Interestingly, using a real-time sifting tool based on the Hadoop platform, the visualization tool is able to provide a live report on which regions are currently accounting for the highest volume of network usage. The site also includes graphs and allows visitors drill down on map regions to receive more data about Yahoo Mail usage in specific parts of the world.
“Through the visualization project, we can illustrate the technology behind the Yahoo Network and show the impact that the tech has on you, the consumers of Yahoo’s great technology,” wrote Yahoo Labs engineer Markus Weimer and grid architect Andreas Neumann in a blog post outlining the project.
In addition, people can refine the data to see only the volume of legitimate messages or of blocked spam messages. Another feature indicate the most popular subject line keywords.
However, on average, Yahoo Mail handles approximately 70,000 messages per second, or about 6 billion per day that is being dispatched from its 300 million users around the globe, said David McDowell, senior director of product management for Yahoo Mail.
“Our technology analyses all this unspecified data with the help of Hadoop and identifies spam patterns so we can then use really intelligent algorithms to predict future email patterns that will differentiate ‘good’ and ‘bad’ senders.”

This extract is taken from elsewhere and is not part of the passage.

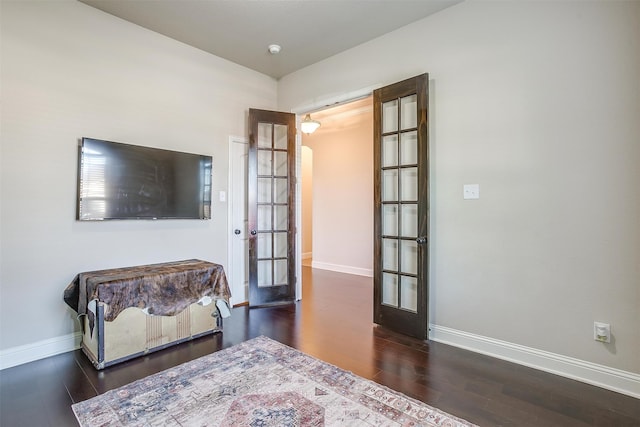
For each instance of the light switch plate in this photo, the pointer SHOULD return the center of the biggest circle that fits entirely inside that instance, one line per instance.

Moreover, according to recent information that indicates that spam traffic has begun to tail off slightly as a result of law enforcement project and botnet shutdowns, but Yahoo reports that it still intercepts four out of every five messages on its mail service as spam messages, thanks in large part to the company’s adoption of Hadoop, the open source software framework for applications that manage massive amounts of data, which the company calls the “brain” behind Yahoo Mail.
“This site is about visualizing the amount of data we are handling to protect our users from spammers and phishers,” McDowell said.
Furthermore, all the data available on the site is in aggregate, anonymized form. None of it can be tracked back to individual users. Third parties have no access to the site’s data. The data on the site is delayed by about 1 hour, so it is not exactly displayed in real time.
Hadoop has seen its popularity soaring in recent years and many vendors and enterprises have been considering to integrate the platform for large-scale database and big data collection and analysis. Recently, Oracle made the Hadoop platform a key component in its much-publicised Big Data Appliance rollout.
The company mentioned that by adopting the Hadoop platform, it is able to reduce spam reports by as much as 65 per cent.